Business analysts in the financial centre of Ho Chi Minh City said the US government is closely watching a handful of sectors in Vietnam for any goods that originate in China.
“The idea that the US might fall for that is pretty naive, and allowing that to happen is likely to get Vietnam in more trouble as a result,” said Kevin Snowball, chief executive officer with PXP Vietnam Asset Management in Ho Chi Minh City.
Manufacturers that simply rent a warehouse in Vietnam, instead of buying property and installing production equipment, will be suspected of transiting goods from China or “laundering the label” to change a product’s description before export, said Tai Wan-ping, international business professor at Cheng Shiu University in Taiwan.
“If they just rent a warehouse, you’ve got to imagine it’s fake. They’ll just pass [the products] on to America,” said Tai, who specialises in Vietnam and believes some of the offending companies to be Taiwanese.

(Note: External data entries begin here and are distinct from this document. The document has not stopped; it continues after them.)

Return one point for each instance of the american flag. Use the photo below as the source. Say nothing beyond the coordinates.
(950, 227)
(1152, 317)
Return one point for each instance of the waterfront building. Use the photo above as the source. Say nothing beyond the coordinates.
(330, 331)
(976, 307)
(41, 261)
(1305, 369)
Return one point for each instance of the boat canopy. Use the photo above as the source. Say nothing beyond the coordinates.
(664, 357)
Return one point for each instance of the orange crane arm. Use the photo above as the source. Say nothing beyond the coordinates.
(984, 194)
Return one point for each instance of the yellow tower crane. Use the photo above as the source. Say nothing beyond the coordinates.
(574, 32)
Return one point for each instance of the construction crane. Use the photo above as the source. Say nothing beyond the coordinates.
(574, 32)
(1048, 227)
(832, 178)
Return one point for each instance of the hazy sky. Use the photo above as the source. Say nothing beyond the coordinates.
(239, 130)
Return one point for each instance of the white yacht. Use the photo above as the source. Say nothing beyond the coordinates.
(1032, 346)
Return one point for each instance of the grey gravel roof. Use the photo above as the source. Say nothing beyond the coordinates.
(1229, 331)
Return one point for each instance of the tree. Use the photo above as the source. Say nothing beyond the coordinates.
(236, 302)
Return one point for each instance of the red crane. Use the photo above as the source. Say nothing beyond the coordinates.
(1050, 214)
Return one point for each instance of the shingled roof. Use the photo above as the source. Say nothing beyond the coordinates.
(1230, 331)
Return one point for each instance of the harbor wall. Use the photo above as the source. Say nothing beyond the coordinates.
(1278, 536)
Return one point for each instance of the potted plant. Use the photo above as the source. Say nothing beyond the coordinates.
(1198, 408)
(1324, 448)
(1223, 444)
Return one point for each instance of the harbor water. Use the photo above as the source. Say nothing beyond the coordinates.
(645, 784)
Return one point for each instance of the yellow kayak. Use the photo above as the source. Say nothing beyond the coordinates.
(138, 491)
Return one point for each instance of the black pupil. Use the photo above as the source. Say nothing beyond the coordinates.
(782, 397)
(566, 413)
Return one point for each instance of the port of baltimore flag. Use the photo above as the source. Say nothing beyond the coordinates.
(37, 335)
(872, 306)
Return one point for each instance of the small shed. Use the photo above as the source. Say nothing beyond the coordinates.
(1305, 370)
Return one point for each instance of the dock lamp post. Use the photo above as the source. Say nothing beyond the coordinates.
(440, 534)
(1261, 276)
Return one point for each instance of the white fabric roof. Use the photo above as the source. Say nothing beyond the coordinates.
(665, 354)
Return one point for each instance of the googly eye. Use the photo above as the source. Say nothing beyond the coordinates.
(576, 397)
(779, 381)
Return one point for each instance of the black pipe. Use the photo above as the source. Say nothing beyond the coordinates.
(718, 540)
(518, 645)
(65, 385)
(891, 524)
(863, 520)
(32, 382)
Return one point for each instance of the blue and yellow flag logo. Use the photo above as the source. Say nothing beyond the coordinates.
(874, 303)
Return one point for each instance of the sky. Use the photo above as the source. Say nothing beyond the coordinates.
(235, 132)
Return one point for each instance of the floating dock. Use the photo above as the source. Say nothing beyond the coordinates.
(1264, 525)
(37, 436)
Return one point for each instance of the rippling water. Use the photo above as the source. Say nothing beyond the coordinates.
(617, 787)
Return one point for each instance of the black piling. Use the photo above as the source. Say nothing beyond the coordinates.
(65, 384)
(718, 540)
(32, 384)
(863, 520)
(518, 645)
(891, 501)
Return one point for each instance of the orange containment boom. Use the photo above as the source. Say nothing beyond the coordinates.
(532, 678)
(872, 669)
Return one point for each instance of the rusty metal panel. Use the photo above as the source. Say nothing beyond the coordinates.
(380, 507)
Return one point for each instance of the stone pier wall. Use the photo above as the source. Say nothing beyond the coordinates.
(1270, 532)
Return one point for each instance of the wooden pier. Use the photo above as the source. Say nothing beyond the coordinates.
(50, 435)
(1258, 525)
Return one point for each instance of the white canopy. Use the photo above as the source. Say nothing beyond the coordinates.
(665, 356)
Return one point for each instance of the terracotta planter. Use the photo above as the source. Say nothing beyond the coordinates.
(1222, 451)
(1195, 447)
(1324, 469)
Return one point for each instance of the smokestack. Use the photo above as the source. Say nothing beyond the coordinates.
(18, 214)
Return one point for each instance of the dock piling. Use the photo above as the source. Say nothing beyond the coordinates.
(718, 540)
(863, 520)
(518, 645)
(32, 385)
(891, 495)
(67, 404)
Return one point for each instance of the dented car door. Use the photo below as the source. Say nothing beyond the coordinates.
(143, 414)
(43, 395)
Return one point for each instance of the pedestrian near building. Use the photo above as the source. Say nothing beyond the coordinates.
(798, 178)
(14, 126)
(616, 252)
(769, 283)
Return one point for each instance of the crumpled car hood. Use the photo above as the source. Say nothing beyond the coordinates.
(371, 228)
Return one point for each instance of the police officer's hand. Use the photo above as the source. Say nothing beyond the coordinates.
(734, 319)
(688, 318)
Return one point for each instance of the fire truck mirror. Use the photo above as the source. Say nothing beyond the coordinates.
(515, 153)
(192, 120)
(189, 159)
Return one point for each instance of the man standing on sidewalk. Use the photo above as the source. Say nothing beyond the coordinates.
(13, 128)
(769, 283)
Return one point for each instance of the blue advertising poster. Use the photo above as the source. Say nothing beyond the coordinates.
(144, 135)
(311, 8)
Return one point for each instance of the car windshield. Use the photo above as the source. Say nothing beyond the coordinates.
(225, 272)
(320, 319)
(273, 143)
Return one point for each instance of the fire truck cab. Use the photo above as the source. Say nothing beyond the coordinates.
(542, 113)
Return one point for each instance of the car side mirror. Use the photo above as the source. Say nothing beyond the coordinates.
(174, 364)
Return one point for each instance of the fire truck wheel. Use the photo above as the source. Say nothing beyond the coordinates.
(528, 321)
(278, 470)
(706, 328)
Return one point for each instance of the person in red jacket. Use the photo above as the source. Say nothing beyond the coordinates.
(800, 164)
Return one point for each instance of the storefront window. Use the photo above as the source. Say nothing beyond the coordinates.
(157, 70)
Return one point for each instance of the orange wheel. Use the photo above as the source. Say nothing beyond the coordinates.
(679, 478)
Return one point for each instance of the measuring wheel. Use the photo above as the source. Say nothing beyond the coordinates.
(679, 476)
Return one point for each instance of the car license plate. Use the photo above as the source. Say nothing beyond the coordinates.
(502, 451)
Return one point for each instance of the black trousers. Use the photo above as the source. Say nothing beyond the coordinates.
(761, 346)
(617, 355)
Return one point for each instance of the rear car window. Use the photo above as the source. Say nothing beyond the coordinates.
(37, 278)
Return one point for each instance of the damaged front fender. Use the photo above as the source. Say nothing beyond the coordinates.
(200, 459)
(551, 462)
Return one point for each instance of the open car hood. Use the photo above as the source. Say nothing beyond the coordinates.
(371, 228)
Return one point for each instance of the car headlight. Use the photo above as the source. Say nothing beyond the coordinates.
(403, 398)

For example, some steel coil shipped to the United States from China via Vietnam showed little value added, said Fiachra MacCana, research head at stock brokerage company Ho Chi Minh City Securities.
The US embassy in Hanoi declined to comment, but in May the US Commerce Department announced tariffs of at least 39 per cent on imports of corrosion resistant and cold-rolled flat steel from Vietnam due to suspicion that it had been produced elsewhere.
The value of imported cold-rolled steel shipped from Vietnam to the United States has risen from US$9 million to US$215 million after the US government levied anti-dumping penalties on China, while the value of corrosion resistant steel imports has grown from US$2 million to US$80 million.
Vietnam has a US$35.8 billion trade surplus with the United States.
Exporters from most countries now pay a 25 per cent tariff on steel shipped to the United States, and in September, the US government included steel goods from China in a round of 10 per cent tariff increases.
Companies hoping to avoid tariffs against China should do the “correct amount” of additional value-added manufacturing in Vietnam so that the United States considers the good as Vietnamese, said Dezan Shira & Associates’ Brown.